Whether calling someone names is a non sequitur is, itself, irrelevant as long as those insults don’t form one of the premises of the actual argument.
Finally, “crazy” isn’t a formally-defined term. Anyone can call anyone else “crazy” and nobody can say they’re unambiguously wrong. And, ultimately, whether someone actually is schizophrenic or is merely deriving some obscure pleasure from posting word salad or paranoid rants to the Internet doesn’t really matter: If all you have is the text, all you can reason about is the persona which created the text. Similarly, in real life, if all you have is the observed behaviors, all you can reason about is the persona which generates those behaviors. In neither case do you have access to what’s behind the eyes.
Er, wut? This is a novel approach to fighting my hypothetical, but we’re not discussing crimefighting, Batman.
I gave “criminality” as a hypothetical irrelevant trait for the author of the OP’s article, one that would be irrelevant to the merits of the article. My point being that any way you mentioned that criminality in denigrating the article would be ad hominem, because it’s irrelevant. It does not hinge (as you claimed) on the whether the technical grammatical structure of the irrelevant denigration means you’re targeting the author’s words as opposed to the author himself. The ad hominem refers to the nature of the fallacious argument, not the syntax of a sentence.
I think the GQ answer is “this is wrong because you are crazy” is ad hominem. “You are crazy because this is wrong” is not ad hominem, as long as you establish that “this” is wrong.

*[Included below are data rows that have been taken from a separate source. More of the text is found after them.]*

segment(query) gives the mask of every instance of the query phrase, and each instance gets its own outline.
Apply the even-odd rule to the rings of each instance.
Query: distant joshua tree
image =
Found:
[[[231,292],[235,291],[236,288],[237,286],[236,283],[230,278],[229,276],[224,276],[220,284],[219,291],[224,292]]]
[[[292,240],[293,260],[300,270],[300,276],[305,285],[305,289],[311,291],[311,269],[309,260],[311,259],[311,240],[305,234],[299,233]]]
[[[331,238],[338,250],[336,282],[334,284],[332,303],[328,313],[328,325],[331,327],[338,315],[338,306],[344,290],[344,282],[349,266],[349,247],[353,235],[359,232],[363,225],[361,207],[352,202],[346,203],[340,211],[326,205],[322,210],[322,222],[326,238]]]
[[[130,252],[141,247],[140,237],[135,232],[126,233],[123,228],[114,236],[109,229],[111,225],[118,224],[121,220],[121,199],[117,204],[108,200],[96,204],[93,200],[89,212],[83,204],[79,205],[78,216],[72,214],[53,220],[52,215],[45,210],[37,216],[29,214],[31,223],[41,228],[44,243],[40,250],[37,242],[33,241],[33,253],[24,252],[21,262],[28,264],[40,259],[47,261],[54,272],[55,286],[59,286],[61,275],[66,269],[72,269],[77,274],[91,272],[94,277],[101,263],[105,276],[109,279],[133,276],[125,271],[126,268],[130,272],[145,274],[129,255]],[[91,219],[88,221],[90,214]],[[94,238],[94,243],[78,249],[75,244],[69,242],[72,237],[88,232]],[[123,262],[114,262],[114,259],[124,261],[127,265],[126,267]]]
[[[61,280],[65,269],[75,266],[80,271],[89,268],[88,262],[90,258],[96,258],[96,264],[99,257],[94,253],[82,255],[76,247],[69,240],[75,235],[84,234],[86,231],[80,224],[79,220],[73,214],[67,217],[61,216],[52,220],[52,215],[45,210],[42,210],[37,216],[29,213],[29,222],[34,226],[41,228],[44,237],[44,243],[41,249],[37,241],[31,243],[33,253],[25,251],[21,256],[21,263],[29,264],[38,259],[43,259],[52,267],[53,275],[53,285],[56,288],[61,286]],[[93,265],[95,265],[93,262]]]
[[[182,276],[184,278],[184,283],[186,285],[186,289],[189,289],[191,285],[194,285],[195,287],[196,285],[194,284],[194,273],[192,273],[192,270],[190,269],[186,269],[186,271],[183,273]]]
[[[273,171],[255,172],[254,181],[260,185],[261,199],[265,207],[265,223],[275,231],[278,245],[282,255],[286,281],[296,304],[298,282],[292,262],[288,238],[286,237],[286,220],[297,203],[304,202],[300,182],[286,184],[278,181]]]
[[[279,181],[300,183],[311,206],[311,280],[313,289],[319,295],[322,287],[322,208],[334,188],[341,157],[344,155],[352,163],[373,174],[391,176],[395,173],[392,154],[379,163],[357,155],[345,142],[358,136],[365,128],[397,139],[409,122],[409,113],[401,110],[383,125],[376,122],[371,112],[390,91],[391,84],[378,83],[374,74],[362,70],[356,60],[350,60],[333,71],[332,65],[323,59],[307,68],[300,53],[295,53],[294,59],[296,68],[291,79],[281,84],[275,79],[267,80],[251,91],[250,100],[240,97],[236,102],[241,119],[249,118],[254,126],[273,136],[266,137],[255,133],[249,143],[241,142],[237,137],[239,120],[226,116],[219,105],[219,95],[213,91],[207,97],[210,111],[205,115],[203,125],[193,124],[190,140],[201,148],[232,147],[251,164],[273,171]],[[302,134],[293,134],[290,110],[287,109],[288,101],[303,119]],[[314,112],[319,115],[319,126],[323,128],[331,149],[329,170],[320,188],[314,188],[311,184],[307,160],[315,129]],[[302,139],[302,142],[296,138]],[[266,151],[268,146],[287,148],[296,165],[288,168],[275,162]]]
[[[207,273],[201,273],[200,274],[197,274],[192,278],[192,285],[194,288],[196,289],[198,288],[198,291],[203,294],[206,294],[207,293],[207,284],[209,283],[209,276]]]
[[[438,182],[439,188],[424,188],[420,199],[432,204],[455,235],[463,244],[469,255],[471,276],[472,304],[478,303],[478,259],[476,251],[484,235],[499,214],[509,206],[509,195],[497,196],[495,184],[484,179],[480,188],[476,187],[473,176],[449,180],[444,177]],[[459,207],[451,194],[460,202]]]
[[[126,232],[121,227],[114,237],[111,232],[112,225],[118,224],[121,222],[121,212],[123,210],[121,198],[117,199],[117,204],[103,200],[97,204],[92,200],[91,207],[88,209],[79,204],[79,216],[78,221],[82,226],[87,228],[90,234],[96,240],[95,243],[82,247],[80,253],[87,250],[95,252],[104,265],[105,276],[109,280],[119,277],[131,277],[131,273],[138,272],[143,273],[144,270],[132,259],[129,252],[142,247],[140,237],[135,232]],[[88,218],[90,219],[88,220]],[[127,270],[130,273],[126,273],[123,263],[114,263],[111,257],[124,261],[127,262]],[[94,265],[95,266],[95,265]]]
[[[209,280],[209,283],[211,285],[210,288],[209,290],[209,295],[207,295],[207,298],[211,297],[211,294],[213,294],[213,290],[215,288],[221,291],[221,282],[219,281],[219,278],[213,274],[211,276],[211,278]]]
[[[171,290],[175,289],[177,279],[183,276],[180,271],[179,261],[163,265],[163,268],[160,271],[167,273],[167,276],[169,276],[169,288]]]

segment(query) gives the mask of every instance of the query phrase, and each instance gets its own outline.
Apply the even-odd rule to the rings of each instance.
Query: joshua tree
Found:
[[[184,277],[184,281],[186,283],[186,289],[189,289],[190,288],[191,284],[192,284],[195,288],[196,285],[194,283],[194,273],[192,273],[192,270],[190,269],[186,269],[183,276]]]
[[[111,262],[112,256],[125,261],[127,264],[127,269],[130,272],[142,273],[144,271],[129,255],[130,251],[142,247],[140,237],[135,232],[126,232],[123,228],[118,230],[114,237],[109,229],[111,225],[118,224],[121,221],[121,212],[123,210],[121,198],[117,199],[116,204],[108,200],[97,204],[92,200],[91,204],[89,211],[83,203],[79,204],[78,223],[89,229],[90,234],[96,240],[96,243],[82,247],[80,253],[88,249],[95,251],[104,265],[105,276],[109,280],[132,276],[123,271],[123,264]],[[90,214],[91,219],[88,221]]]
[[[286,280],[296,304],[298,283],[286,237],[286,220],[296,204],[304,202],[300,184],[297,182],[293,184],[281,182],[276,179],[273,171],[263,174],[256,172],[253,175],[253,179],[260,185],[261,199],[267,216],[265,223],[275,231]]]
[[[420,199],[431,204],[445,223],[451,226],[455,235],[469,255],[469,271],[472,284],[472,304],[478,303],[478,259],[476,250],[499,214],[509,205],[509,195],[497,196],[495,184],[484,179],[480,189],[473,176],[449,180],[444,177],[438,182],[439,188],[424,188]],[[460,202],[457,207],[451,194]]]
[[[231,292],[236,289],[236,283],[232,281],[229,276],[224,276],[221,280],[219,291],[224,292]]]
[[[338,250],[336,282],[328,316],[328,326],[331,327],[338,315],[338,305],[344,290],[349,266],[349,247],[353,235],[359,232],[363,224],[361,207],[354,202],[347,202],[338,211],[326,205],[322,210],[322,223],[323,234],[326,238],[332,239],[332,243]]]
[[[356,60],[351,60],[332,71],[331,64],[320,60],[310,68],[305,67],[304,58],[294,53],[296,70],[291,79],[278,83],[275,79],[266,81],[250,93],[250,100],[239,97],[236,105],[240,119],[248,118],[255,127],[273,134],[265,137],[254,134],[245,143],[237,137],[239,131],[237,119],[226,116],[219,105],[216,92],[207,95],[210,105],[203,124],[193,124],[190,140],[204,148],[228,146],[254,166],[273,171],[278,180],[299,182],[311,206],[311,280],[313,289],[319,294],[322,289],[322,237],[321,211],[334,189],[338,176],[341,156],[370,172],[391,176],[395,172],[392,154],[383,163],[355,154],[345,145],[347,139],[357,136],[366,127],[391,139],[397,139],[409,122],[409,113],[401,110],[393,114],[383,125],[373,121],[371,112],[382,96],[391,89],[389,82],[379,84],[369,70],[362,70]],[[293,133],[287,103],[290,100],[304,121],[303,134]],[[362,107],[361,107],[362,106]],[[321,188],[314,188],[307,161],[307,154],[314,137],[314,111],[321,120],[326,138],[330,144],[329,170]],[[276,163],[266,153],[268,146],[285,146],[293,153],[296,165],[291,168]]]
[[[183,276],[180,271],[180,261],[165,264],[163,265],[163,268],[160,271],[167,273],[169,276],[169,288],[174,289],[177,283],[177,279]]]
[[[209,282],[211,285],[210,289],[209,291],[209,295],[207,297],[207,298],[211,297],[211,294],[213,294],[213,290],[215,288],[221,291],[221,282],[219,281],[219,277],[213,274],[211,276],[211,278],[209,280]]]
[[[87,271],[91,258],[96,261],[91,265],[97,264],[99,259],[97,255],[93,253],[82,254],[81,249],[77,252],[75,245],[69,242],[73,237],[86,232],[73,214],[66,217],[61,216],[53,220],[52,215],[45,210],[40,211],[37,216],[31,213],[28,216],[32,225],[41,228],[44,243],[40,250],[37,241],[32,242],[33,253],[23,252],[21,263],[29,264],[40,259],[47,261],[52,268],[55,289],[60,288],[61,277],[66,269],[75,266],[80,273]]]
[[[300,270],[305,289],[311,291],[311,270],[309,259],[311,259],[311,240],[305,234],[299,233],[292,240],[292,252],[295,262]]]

I only read about halfway thru the linked article in the OP, and it is clear that the author has parts on order, but I reach that conclusion from the various non sequiturs, false framings, circular arguments, and other nonsense. It could be refuted, but unfortunately “you cannot reason a man out of a position he didn’t reason himself into”.
But I guess if you read the rest of what’s on that page it is full of many mistakes. The appeal to nature fallacy is pretty rampant. I believe one said it was just a bunch of assertions. Check out the second link.
But also any dissenting view is dismissed as “you aren’t smart enough to understand”, is that a fallacy? What about not willing to debate said topics?
It means he’s a few elements short of a periodic table.
All right, it means that he’s not working properly and maybe replacing a few mental parts might help things.
Unless you’re running an exercise in logic, trying to parse craziness by assigning fallacies to the craziness is a waste of time, IMO. He’ll never listen to a word you say. A logical breakdown of craziness is an effort in futility.
You’ll certainly find this out if you stick around here and make the mistake of entering Great Debates.